Ketua BPPN saat itu, Glenn M.S. Yusuf sadar akan kejanggalan cessie Bank Bali dan kemudian membatalkan perjanjian cessie. Mulai saat, penyelidikan dimulai. Setyanovanto lalu menggugat BPPN ke Pengadilan Tata Usaha Negara (PTUN) dan menang. Walau tetap menang di tingkat banding, Mahkamah Agung (MA), melalui putusan kasasinya pada November 2004, memenangkan BPPN.

Tak cukup di situ, Era Giat juga membawa kasus ini ke ranah perdata dengan menggugat Bank Bali dan BI agar mencairkan dana Rp 546 miliar. Pengadilan, pada April 2000, memutuskan Era Giat berhak atas dana lebih dari setengah triliun rupiah itu.  Melalui putusan kasasinya, Mahkamah Agung memutuskan duit itu milik Bank Bali.

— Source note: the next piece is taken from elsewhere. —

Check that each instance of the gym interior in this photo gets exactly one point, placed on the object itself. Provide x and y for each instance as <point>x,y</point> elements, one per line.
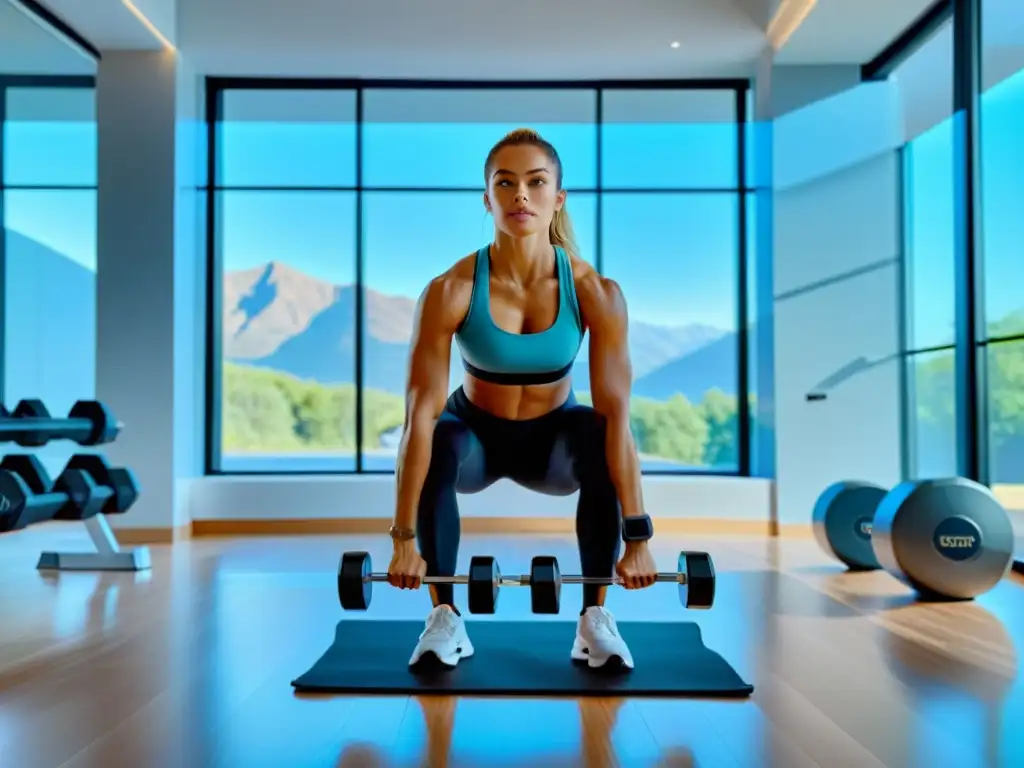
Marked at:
<point>813,210</point>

Di tingkat peninjauan kembali, putusan itu tetap sama: duit itu hak Bank Bali. Di saat bersamaan, Kejagung mengambil alih kasus ini dan menetapkan sejumlah tersangka, antara lain Djoko Tjandra, Syahril Sabirin (Gubernur BI), Pande Lubis (Wakil Kepala BPPN), Rudy Ramli, hingga Tanri Abeng (Mentri Pendayagunaan BUMN). Mereka dituding telah melakukan korupsi yang merugikan kantong negara. Kejaksaan menyita dana Rp 546 miliar itu dan menitipkan ke rekening penampungan (escrow account) di Bank Bali.

Dari kesekian banyak tersangka, akhirnya hanya tiga orang yang diadili yaitu Djoko Tjandra, Syahril, dan Pande Lubis. Pande Lubis dihukum empat tahun penjara atas putusan MA tahun 2004. Baca juga: Cerita Rudy Ramli Bangkit Usai Kehilangan Bank Bali Adapun Syahril Sabirin, kendati pengadilan negeri menjatuhkan vonis penjara tiga tahun, belakangan hakim pengadilan banding dan hakim kasasi menganulir putusan itu.

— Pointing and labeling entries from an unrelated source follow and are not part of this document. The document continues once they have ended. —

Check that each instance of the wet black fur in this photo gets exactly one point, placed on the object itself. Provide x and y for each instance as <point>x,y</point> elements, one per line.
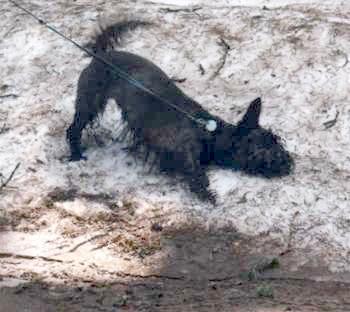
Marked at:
<point>181,145</point>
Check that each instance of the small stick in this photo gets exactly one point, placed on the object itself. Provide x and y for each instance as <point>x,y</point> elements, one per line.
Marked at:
<point>4,184</point>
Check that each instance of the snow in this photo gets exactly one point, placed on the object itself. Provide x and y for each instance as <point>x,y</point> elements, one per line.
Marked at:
<point>294,54</point>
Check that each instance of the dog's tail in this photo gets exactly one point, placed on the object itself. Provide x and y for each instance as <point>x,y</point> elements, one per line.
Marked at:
<point>110,37</point>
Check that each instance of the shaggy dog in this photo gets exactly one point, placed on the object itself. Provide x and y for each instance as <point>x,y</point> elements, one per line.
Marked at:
<point>180,144</point>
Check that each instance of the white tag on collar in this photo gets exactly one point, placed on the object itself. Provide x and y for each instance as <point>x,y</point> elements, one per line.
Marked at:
<point>211,125</point>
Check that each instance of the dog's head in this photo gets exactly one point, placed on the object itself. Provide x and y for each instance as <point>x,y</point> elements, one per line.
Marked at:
<point>253,149</point>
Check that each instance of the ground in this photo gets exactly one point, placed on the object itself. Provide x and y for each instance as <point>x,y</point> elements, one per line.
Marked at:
<point>106,234</point>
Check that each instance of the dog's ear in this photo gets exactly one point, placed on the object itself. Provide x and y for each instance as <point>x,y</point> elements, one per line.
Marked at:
<point>250,120</point>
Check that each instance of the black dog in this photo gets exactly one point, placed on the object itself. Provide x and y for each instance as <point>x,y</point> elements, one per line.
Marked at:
<point>181,145</point>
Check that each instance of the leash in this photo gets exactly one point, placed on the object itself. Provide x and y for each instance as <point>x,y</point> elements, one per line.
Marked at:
<point>210,125</point>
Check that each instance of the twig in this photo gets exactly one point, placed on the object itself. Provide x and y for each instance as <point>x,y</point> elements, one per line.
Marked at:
<point>87,241</point>
<point>9,95</point>
<point>4,184</point>
<point>27,257</point>
<point>179,80</point>
<point>169,10</point>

Yang kontroversial adalah Djoko. Selain hanya dituntut ringan, hanya sebelas bulan, Pengadilan Negeri Jakarta Selatan kemudian memutusnya bebas. Di tingkat kasasi, lagi-lagi Djoko dinyatakan bebas. Satu-satunya hakim kasasi yang saat itu melakukan dissenting opinion atas putusan Djoko adalah Hakim Agung Artijo Alkostar.

Kejaksaan tak menyerah dengan mengajukan upaya hukum luar biasa, yakni melalui mekanisme peninjauan kembali (PK). Hasilnya memang tak sia-sia. MA akhirnya memutuskan Djoko dan Sjahril Sabirin bersalah dan mengukum keduanya dua tahun penjara. Namun belakangan, Djoko Tjandra sudah terlebih dahulu kabur ke luar negeri.

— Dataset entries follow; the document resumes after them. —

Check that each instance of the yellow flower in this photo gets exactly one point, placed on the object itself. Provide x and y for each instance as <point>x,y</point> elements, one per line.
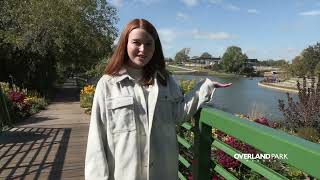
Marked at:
<point>88,89</point>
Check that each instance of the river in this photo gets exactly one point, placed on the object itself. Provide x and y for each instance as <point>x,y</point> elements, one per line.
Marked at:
<point>245,96</point>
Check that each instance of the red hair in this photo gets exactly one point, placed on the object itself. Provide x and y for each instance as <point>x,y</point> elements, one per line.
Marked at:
<point>120,56</point>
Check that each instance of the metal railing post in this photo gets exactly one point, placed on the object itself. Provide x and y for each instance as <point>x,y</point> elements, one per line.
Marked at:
<point>202,150</point>
<point>4,113</point>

Sudah Tiga jenderal dicopot berkaitan Djoko Tjandra. Sanksi pidana kini menunggu ketiganya.

Setelah buron selama 11 tahun, Djoko Tjandra akhirnya berhasil ditangkap oleh penyidik Bareskrim Polri di Malaysia, Kamis (30/7/2020). Terpidana kasus pengalihan utang atau cessie Bank Bali yang kabur ke luar negeri sejak 2009 itu dijemput langsung oleh Kepala Bareskrim Polri Komjen Listyo Sigit Prabowo. Menggunakan pesawat tipe Embraer ERJ 135 dengan nomor registrasi PK RJP, Djoko Tjandra kemudian diboyong ke Indonesia dan mendarat di Bandara Halim Perdanakusuma, Jakarta.

“Atas perintah (Presiden) tersebut, Kapolri kemudian membentuk tim untuk menindaklanjuti perintah,” kata Listyo di Gedung Bareskrim. Diawali Perintah Presiden Tim yang diketuainya lalu mulai mencari informasi tentang keberadaan Djoko Tjandra. “Dan kita dapat informasi yang bersangkutan berada di Kuala Lumpur,” lanjut Listyo.

Strategi police to police Listyo beserta tim berkoordinasi dengan Kepolisian Diraja Malaysia untuk mencari Djoko Tjandra. Ditindaklanjuti dengan kegiatan police to police. “Kemarin siang, yang bersangkutan atau target bisa diketahui,” ujar Listyo. “Tadi sore kami dari Bareskrim, Kadiv Propam, berangkat untuk pengambilan. Alhamdulillah,” kata dia.